Before departing home to Los Angeles, The Astronomer and I once again consulted the Barbecue Bible for noteworthy lunch options. “Miss Myra’s does many things well, but it’s the mayonnaise and vinegar-based white sauce that keep people talking,” touted the guide. The idea of a white barbecue sauce definitely piqued our interests, but it was Raymond Sokolov’s poetically penned piece, “Where Ribs are an Art Form,” for the Wall Street Journal that really convinced us that Miss Myra’s was a worthy last meal.
The protocol at Miss Myra’s was similar to other casual barbecue restaurants in Birmingham. The bill of fare was posted toward the front of the restaurant and orders were taken from behind the counter. Lunch was delivered upon plastic plates and trays soon after ordering. Miss Myra’s level of customer care was efficient but indifferent. After five visits to Alabama, I’m fairly convinced that Southern hospitality is a myth.
We tucked into an empty dining area adjacent to the restaurant’s main room. Even though The Astronomer and I were the only diners in the section, we didn’t feel alone with the likeness of Bear Bryant staring down at us from every angle. After amassing six national championships and thirteen conference championships for the University of Alabama, the man has become a legend in these here parts. Roll Tide.
Miss Myra also boasts an incredibly vibrant and varied collection of pig statuettes. Mr. Sokolov described it as “a veritable museum of swine art consisting of hundreds of effigies of the genus Sus in all its pink, piggy majesty” in his article. I told you the man was a poet.

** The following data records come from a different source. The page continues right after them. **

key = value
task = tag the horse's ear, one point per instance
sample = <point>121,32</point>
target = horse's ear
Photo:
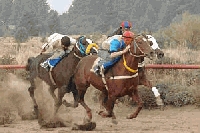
<point>84,41</point>
<point>143,34</point>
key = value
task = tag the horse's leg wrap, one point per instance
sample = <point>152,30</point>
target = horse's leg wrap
<point>138,100</point>
<point>51,77</point>
<point>31,92</point>
<point>82,102</point>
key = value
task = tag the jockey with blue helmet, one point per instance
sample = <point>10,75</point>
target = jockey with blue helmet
<point>124,26</point>
<point>117,48</point>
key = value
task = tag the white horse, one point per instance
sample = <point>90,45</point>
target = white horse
<point>54,42</point>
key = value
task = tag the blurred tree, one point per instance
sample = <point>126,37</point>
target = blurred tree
<point>53,22</point>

The Astronomer ordered beef brisket with green beans and a bag ‘o chips; a steamy roll and limp pickle spear was included with every platter ($7.65). The beef was great on its own, but even better doused in Miss Myra’s peppery and tangy white sauce.
I ordered a pulled pork platter with green beans and deviled eggs ($7.65). The meat was served in small chunks rather than shreds, but I didn’t mind because it still provided a fine vehicle for saucing up. The white barbecue sauce was admittedly intriguing, but I favored the classic red one on my pulled pork.
Miss Myra’s green beans were prepared in typical Southern fashion, overcooked and mushy as can be. When I’m south of the Mason Dixon, it feels so right eating sickly-colored vegetables. The deviled eggs weren’t pretty, but they sure were tasty.
For dessert, The Astronomer dug into a slice of lemon cream pie ($2.75). The graham crust was superb, as was the tart and sweet filling.
I went for a slice of peanut butter cream pie topped with mini chocolate chips ($2.75). Cream pies go down especially easy after consuming heaps of savory meats. Even though the filling was light and airy, I couldn’t manage to finish my slice; into a box and onto the plane it went.